Pour l’universitaire, la casquette de militaire de formation est autre argument pour penser que le successeur de Goodluck Jonathan pourra aussi mieux comprendre le sens de l’Etat de la stabilité.

« Cela étant, si le Nigeria a au Nord Boko Haram, il a aussi au Sud la piraterie maritime », nuance-t-il, cependant, évoquant un phénomène qui fragilise le Delta du Niger au Sud-est du Nigeria qui s’est souvent transporté vers le Cameroun par des attaques et des prises d’otages menées par des groupes armés nigérians.
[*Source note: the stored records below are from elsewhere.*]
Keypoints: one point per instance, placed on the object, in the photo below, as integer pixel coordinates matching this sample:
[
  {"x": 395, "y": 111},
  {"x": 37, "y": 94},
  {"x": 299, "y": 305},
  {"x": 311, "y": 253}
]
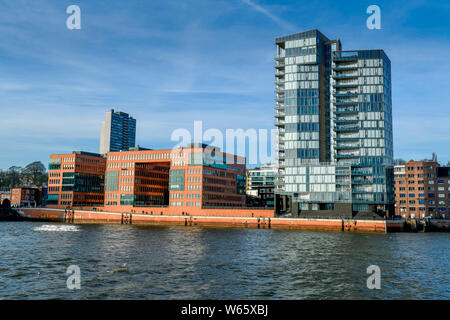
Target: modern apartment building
[
  {"x": 422, "y": 190},
  {"x": 334, "y": 118},
  {"x": 76, "y": 180},
  {"x": 118, "y": 132},
  {"x": 261, "y": 184}
]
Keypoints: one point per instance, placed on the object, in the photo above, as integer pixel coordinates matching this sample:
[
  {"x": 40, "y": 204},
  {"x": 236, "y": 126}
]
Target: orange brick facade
[
  {"x": 76, "y": 180},
  {"x": 25, "y": 196},
  {"x": 423, "y": 189},
  {"x": 187, "y": 181}
]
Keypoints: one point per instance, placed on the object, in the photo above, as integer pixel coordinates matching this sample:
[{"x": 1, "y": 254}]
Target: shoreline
[{"x": 95, "y": 217}]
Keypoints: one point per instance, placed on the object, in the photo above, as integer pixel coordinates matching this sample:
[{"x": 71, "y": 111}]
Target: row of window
[{"x": 148, "y": 156}]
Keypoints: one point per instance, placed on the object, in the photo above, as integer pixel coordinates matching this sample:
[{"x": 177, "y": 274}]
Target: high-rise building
[
  {"x": 118, "y": 132},
  {"x": 261, "y": 184},
  {"x": 333, "y": 112}
]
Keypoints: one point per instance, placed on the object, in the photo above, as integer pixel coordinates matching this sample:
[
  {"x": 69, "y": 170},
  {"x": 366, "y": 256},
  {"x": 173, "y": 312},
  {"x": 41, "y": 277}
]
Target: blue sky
[{"x": 169, "y": 63}]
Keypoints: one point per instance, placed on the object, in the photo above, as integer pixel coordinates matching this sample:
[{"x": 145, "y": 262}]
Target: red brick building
[
  {"x": 184, "y": 180},
  {"x": 76, "y": 180},
  {"x": 422, "y": 189},
  {"x": 181, "y": 181}
]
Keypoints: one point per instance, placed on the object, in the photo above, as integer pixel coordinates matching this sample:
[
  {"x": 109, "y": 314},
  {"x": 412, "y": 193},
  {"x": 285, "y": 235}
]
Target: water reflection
[{"x": 129, "y": 262}]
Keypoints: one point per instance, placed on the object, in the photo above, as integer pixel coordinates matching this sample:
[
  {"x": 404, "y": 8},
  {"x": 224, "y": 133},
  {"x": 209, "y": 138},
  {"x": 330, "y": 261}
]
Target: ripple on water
[{"x": 200, "y": 263}]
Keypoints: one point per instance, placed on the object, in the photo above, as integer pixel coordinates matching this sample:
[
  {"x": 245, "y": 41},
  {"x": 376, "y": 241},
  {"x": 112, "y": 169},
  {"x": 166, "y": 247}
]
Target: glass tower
[
  {"x": 118, "y": 132},
  {"x": 334, "y": 118}
]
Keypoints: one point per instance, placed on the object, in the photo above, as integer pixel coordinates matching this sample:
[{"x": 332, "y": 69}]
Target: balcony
[
  {"x": 346, "y": 111},
  {"x": 347, "y": 138},
  {"x": 346, "y": 85},
  {"x": 345, "y": 93},
  {"x": 279, "y": 98},
  {"x": 280, "y": 114},
  {"x": 279, "y": 91},
  {"x": 345, "y": 75},
  {"x": 347, "y": 147},
  {"x": 345, "y": 56},
  {"x": 362, "y": 181},
  {"x": 279, "y": 122},
  {"x": 346, "y": 121},
  {"x": 345, "y": 67},
  {"x": 346, "y": 128}
]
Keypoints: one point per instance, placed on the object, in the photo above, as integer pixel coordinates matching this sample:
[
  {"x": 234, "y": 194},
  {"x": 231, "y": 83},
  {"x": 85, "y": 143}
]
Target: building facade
[
  {"x": 261, "y": 185},
  {"x": 76, "y": 180},
  {"x": 422, "y": 190},
  {"x": 334, "y": 118},
  {"x": 179, "y": 181},
  {"x": 184, "y": 180},
  {"x": 118, "y": 132},
  {"x": 25, "y": 197}
]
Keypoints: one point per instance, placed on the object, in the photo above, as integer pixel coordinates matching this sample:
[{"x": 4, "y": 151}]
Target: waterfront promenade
[{"x": 255, "y": 221}]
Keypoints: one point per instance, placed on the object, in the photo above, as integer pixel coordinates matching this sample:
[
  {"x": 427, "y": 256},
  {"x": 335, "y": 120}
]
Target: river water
[{"x": 131, "y": 262}]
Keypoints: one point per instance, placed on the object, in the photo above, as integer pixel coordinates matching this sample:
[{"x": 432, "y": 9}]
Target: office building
[
  {"x": 334, "y": 118},
  {"x": 26, "y": 197},
  {"x": 261, "y": 185},
  {"x": 185, "y": 180},
  {"x": 76, "y": 180},
  {"x": 118, "y": 132}
]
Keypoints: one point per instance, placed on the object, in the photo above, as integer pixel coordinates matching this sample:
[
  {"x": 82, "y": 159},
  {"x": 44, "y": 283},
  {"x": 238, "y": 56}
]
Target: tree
[{"x": 34, "y": 173}]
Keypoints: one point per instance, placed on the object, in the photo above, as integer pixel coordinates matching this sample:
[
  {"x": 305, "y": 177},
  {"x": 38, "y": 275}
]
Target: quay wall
[{"x": 95, "y": 217}]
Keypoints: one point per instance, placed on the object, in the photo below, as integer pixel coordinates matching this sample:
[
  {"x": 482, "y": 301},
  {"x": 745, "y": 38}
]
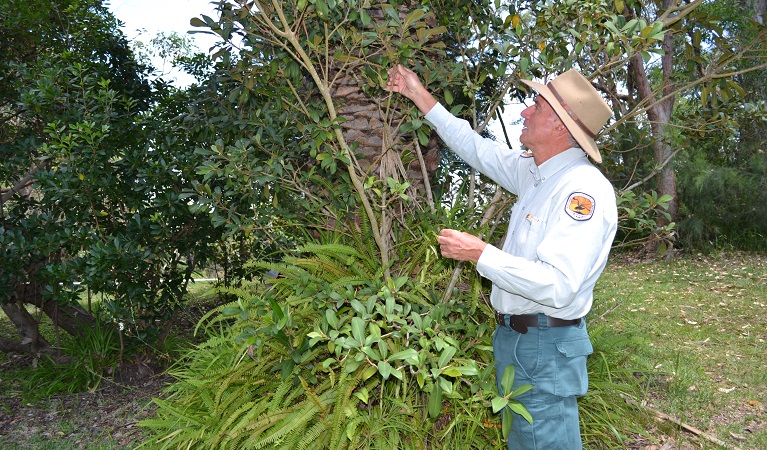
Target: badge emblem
[{"x": 580, "y": 206}]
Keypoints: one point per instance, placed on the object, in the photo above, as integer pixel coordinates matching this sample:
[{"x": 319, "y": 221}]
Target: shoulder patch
[{"x": 580, "y": 206}]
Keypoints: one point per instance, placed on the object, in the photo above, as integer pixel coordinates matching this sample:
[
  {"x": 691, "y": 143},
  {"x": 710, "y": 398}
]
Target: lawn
[
  {"x": 701, "y": 325},
  {"x": 698, "y": 323}
]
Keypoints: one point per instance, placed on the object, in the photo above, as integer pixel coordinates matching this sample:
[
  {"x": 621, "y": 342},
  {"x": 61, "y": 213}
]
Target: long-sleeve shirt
[{"x": 561, "y": 228}]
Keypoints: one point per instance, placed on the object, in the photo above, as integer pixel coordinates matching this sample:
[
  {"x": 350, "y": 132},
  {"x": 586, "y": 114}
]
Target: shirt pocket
[{"x": 572, "y": 375}]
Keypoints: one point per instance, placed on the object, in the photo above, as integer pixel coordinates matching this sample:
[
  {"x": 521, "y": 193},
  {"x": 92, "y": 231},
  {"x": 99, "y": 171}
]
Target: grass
[
  {"x": 698, "y": 326},
  {"x": 702, "y": 326}
]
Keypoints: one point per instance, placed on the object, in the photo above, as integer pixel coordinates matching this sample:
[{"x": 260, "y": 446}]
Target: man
[{"x": 559, "y": 237}]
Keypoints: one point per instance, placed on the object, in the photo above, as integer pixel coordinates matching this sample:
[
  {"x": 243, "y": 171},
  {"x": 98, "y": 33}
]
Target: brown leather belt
[{"x": 520, "y": 323}]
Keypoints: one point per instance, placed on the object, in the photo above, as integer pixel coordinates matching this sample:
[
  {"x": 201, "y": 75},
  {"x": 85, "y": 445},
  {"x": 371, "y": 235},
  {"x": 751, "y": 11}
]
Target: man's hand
[
  {"x": 406, "y": 82},
  {"x": 461, "y": 246}
]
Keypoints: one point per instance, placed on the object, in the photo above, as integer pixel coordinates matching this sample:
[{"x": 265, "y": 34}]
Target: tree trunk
[
  {"x": 659, "y": 114},
  {"x": 72, "y": 318}
]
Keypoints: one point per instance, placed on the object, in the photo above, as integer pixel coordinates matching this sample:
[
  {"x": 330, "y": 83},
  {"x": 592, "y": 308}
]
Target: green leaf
[
  {"x": 330, "y": 316},
  {"x": 385, "y": 369},
  {"x": 358, "y": 329},
  {"x": 414, "y": 16},
  {"x": 434, "y": 405},
  {"x": 446, "y": 356},
  {"x": 498, "y": 403},
  {"x": 408, "y": 354},
  {"x": 506, "y": 420}
]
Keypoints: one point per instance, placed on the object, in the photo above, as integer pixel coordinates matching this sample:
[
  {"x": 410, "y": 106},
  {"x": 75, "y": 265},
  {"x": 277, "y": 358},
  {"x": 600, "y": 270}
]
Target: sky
[{"x": 144, "y": 19}]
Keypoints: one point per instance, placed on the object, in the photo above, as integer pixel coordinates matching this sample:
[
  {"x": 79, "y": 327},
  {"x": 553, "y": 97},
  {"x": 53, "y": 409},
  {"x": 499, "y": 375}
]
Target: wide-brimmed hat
[{"x": 579, "y": 105}]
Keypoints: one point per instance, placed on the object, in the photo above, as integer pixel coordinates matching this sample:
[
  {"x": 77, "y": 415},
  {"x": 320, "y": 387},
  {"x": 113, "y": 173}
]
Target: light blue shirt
[{"x": 561, "y": 228}]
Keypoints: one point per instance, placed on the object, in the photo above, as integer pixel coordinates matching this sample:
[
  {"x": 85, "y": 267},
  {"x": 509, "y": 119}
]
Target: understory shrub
[{"x": 329, "y": 355}]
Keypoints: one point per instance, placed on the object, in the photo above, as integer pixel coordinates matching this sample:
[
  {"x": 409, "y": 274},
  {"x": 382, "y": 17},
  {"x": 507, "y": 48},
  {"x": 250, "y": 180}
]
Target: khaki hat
[{"x": 579, "y": 105}]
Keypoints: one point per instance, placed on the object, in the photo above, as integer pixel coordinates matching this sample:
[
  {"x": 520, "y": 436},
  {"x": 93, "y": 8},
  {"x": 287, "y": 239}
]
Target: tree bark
[{"x": 659, "y": 113}]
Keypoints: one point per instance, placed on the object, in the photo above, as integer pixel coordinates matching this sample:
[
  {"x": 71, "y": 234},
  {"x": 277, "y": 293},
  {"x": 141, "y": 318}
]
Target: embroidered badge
[{"x": 580, "y": 206}]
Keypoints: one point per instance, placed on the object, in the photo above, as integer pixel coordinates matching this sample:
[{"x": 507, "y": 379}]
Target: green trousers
[{"x": 553, "y": 360}]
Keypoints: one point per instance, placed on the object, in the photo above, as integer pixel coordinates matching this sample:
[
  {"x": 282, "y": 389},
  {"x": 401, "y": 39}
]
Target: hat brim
[{"x": 586, "y": 142}]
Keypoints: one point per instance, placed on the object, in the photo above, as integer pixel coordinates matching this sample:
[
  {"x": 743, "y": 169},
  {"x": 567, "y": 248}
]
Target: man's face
[{"x": 540, "y": 125}]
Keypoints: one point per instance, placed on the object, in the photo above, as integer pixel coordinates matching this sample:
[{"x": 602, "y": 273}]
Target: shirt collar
[{"x": 556, "y": 163}]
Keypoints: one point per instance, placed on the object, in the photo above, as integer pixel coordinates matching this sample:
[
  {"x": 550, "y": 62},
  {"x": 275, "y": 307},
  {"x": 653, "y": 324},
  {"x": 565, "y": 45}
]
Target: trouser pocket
[{"x": 572, "y": 376}]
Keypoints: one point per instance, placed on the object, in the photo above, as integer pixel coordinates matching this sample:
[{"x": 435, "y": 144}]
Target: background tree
[{"x": 92, "y": 182}]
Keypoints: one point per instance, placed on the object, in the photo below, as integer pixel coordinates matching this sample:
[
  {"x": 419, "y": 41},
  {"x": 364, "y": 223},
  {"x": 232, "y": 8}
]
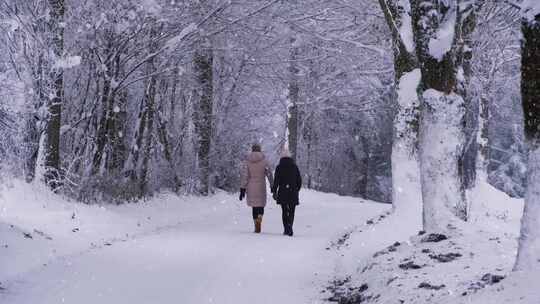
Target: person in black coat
[{"x": 286, "y": 187}]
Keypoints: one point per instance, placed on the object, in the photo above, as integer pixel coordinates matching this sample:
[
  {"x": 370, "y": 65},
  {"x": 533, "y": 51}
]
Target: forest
[{"x": 418, "y": 104}]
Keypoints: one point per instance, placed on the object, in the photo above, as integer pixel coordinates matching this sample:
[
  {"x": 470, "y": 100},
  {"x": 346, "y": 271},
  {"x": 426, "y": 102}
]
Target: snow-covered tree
[
  {"x": 529, "y": 242},
  {"x": 406, "y": 189}
]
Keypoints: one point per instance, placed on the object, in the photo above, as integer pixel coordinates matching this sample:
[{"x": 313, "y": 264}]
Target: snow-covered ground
[
  {"x": 169, "y": 249},
  {"x": 473, "y": 265},
  {"x": 202, "y": 250}
]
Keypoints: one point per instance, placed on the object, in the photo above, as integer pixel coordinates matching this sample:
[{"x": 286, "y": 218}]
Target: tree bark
[
  {"x": 203, "y": 118},
  {"x": 293, "y": 100},
  {"x": 528, "y": 257},
  {"x": 406, "y": 189},
  {"x": 54, "y": 105},
  {"x": 441, "y": 133}
]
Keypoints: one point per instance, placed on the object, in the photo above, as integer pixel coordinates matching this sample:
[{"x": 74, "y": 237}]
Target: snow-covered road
[{"x": 212, "y": 256}]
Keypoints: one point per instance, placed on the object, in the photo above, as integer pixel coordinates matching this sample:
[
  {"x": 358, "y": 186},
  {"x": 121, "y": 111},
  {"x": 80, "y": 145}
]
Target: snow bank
[
  {"x": 37, "y": 226},
  {"x": 472, "y": 266}
]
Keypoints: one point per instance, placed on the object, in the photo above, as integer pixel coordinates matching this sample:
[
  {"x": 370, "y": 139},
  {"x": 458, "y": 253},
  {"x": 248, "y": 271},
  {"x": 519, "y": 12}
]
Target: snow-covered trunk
[
  {"x": 465, "y": 27},
  {"x": 406, "y": 189},
  {"x": 441, "y": 132},
  {"x": 150, "y": 96},
  {"x": 54, "y": 105},
  {"x": 441, "y": 140},
  {"x": 293, "y": 100},
  {"x": 529, "y": 242},
  {"x": 203, "y": 118}
]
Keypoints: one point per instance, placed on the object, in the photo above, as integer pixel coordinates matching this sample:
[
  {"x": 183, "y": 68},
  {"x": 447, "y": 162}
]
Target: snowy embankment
[
  {"x": 168, "y": 250},
  {"x": 472, "y": 265}
]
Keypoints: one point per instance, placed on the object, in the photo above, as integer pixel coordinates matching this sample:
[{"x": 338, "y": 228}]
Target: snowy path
[{"x": 212, "y": 257}]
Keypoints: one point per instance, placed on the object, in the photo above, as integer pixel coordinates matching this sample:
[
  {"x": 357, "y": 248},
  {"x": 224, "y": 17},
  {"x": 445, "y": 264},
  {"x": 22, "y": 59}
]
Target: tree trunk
[
  {"x": 203, "y": 119},
  {"x": 293, "y": 100},
  {"x": 406, "y": 190},
  {"x": 54, "y": 105},
  {"x": 473, "y": 119},
  {"x": 528, "y": 257},
  {"x": 441, "y": 133}
]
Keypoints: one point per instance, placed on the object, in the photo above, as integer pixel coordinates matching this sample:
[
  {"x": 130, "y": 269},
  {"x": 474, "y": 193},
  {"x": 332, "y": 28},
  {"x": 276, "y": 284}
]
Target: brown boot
[{"x": 258, "y": 224}]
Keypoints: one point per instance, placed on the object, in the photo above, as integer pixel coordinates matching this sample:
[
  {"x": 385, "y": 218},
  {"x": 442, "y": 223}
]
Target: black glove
[{"x": 242, "y": 193}]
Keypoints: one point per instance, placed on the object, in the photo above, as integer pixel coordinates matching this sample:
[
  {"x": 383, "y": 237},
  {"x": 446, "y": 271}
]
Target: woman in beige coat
[{"x": 255, "y": 171}]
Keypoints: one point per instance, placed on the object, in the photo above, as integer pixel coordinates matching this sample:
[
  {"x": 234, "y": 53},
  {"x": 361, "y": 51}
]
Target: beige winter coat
[{"x": 254, "y": 172}]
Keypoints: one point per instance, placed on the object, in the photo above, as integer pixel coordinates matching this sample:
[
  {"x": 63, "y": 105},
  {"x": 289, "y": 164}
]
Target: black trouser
[
  {"x": 257, "y": 211},
  {"x": 288, "y": 215}
]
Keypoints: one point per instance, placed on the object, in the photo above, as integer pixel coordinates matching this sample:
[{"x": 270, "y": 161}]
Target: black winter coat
[{"x": 287, "y": 182}]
Les deux pays, qui partagent une longue frontière commune de plus de 2.000 km, avaient été opposés par un long conflit frontalier et armé qui avait pris en 2008 après la rétrocession officielle au Cameroun, en application d’une décision de la Cour internationale de justice (CIJ) basée à La Haye aux Pays-Bas, de la presqu’île de Bakassi, revendiquée par le Nigeria et envahie par son armée en 1993.

La normalisation des relations bilatérales consécutive à la résolution de cette crise a permis l’accroissement des échanges commerciaux, à tel point que le Nigeria est classé depuis 2012 premier fournisseur du Cameroun.